Now the few remaining survivors in all this arctic wasteland woke up this morning to discover Linda Garrett had gone and left the only source of light and heat for miles around—although their supplies of wood, gas and kerosene were rapidly dwindling—out into the driving blizzard to look for her dead daughter, leaving a brief message stuck to the fridge for her husband to find. Jack assumes she has already died from hypothermia—the thermometer outside the kitchen window shows –20F and it is dropping steadily. Vaughn had to physically restrain Roland from going out in the storm to look for his wife. Now Roland sits in the living room quiet and brooding, drinking shot after shot of whiskey. Jack pulls Vaughn aside and tells him to search the house for any additional firearms and to bring them to him. Roland’s angry silence is worrisome, almost as worrisome as Sydney’s withdrawal has been.

“How is she? Did she sleep last night?” Jack is pleased Vaughn has adjusted and no longer cares about the propriety of sleeping with Sydney despite still being married—in all likelihood to a woman killed a week ago when the tornadoes struck L.A—he’s happy there is someone there to watch over his daughter during the long dark hours of the night.

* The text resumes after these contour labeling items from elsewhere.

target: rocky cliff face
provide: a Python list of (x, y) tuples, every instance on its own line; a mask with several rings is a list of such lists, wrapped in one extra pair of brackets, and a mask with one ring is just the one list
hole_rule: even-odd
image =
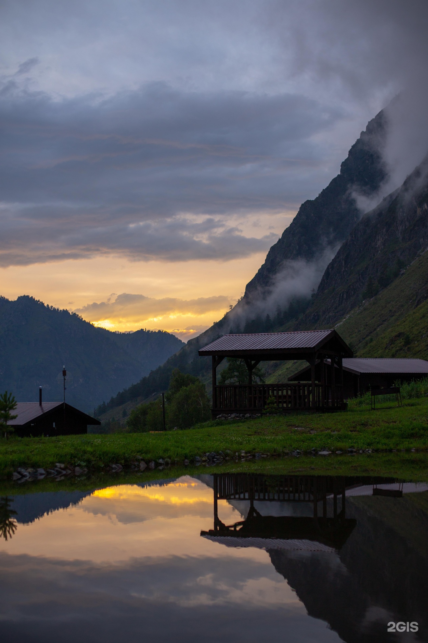
[(331, 327), (387, 286), (427, 247), (428, 156), (352, 230), (327, 266), (302, 327)]
[(286, 278), (287, 263), (291, 260), (321, 260), (326, 249), (333, 251), (347, 239), (361, 216), (353, 194), (357, 192), (370, 197), (386, 178), (381, 155), (386, 131), (386, 117), (382, 111), (361, 132), (342, 163), (340, 174), (316, 199), (302, 204), (247, 284), (243, 303), (252, 303), (265, 297), (278, 275), (284, 271), (281, 278)]

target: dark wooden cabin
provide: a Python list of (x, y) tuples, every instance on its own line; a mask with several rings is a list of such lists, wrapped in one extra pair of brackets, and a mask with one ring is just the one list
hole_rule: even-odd
[[(343, 397), (348, 399), (363, 395), (371, 388), (388, 388), (395, 382), (409, 382), (428, 376), (428, 361), (425, 359), (392, 358), (345, 358), (343, 368)], [(337, 371), (336, 366), (335, 370)], [(331, 361), (325, 358), (315, 364), (315, 380), (331, 382)], [(304, 382), (311, 378), (310, 367), (302, 368), (288, 378), (289, 381)]]
[(86, 433), (88, 424), (101, 424), (99, 420), (64, 402), (18, 402), (12, 414), (18, 417), (8, 424), (19, 437)]
[[(342, 362), (344, 358), (352, 357), (353, 353), (336, 331), (223, 335), (201, 349), (199, 354), (210, 356), (212, 361), (213, 417), (225, 413), (260, 413), (270, 398), (283, 412), (345, 408)], [(248, 370), (248, 385), (217, 384), (217, 367), (225, 358), (244, 360)], [(317, 382), (316, 365), (327, 358), (338, 368), (332, 370), (329, 382), (320, 369), (321, 377)], [(253, 384), (253, 370), (261, 361), (287, 359), (305, 359), (309, 364), (311, 382)]]

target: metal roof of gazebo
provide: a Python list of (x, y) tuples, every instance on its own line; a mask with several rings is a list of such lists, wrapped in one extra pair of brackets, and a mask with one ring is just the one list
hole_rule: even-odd
[[(331, 343), (332, 352), (352, 357), (352, 351), (334, 330), (298, 331), (290, 332), (257, 332), (223, 335), (199, 351), (200, 356), (218, 355), (221, 357), (252, 357), (267, 356), (268, 359), (293, 359), (295, 354), (312, 353)], [(289, 356), (277, 357), (277, 356)]]
[[(342, 360), (354, 354), (340, 335), (331, 329), (223, 335), (204, 346), (198, 353), (201, 357), (212, 358), (214, 417), (231, 410), (237, 413), (246, 413), (249, 410), (260, 412), (270, 398), (274, 398), (277, 406), (287, 412), (295, 408), (342, 408)], [(244, 361), (248, 372), (248, 385), (218, 385), (217, 367), (225, 358)], [(317, 359), (325, 358), (339, 366), (339, 381), (336, 385), (333, 374), (330, 387), (326, 387), (323, 381), (317, 387), (315, 364)], [(305, 359), (311, 365), (310, 386), (299, 388), (297, 385), (289, 383), (256, 385), (253, 383), (253, 371), (261, 361), (298, 359)], [(334, 374), (335, 369), (332, 370)]]

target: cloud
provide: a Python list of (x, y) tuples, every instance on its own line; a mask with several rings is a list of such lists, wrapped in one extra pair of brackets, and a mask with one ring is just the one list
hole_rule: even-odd
[(389, 187), (422, 159), (425, 2), (125, 6), (2, 8), (0, 265), (265, 251), (401, 90)]
[[(224, 311), (228, 308), (230, 303), (229, 298), (224, 295), (190, 300), (173, 297), (156, 299), (143, 294), (123, 293), (117, 295), (114, 301), (94, 302), (83, 308), (78, 308), (74, 312), (92, 322), (108, 320), (112, 323), (118, 323), (124, 319), (128, 323), (135, 323), (164, 317), (174, 318), (178, 315), (197, 317), (213, 312)], [(197, 331), (198, 327), (189, 327), (188, 330)]]
[(302, 96), (157, 83), (60, 101), (5, 86), (0, 117), (6, 266), (266, 251), (277, 235), (255, 227), (248, 236), (243, 225), (300, 200), (319, 165), (311, 137), (338, 116)]

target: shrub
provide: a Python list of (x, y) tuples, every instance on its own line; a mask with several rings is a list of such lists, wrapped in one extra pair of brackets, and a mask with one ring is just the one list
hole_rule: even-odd
[(128, 430), (132, 433), (146, 431), (163, 431), (164, 419), (162, 398), (141, 404), (132, 409), (126, 422)]
[(169, 428), (187, 429), (211, 417), (210, 401), (202, 382), (184, 386), (167, 406)]

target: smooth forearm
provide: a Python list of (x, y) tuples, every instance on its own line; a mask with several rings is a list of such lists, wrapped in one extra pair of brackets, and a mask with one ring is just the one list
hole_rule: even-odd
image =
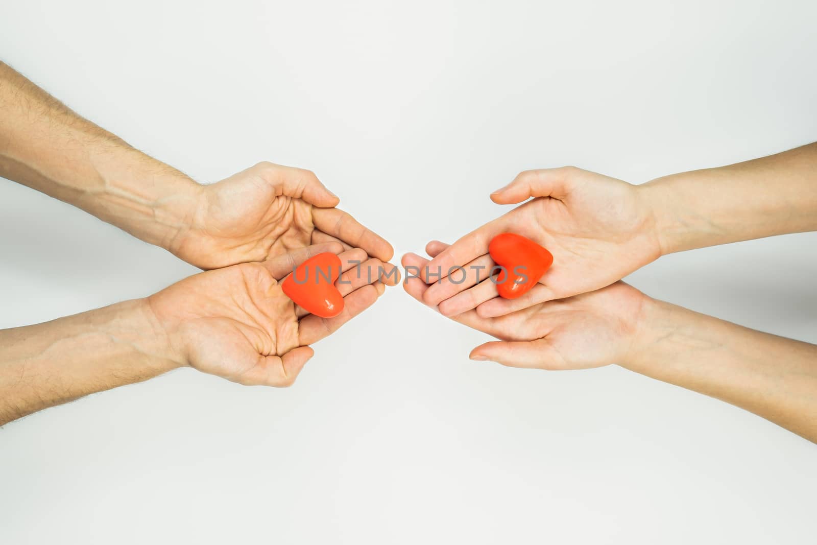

“Not much—but she’s stopped crying.”

Sydney had cried noiselessly for days after telling Linda about the death of her only child. It had been strange and upsetting, she had moved through the house like a ghost—filling her hands with mindless chores as silent tears dripped down her cheeks. A statue of a saint come to half-life here in a century old farmhouse in Virginia. Now she was pale and remote—almost transparent in her indifference—her eyes watched but she spoke little.

She sits with Roland and reads one of Ashley’s books—one of the Chronicles of Narnia—carefully doling out logs to maintain the fire. The wind whoops and wails, digging fingers into cracks, rattling the windows, screaming its rage at the figures trapped inside. The world outside is a mass of shifting white, they haven’t seen the sun for days. Vaughn comes into the room but Sydney barely notices; she is so absorbed in the book. She has fled into the magic land of Narnia with an intensity and determination that is alarming.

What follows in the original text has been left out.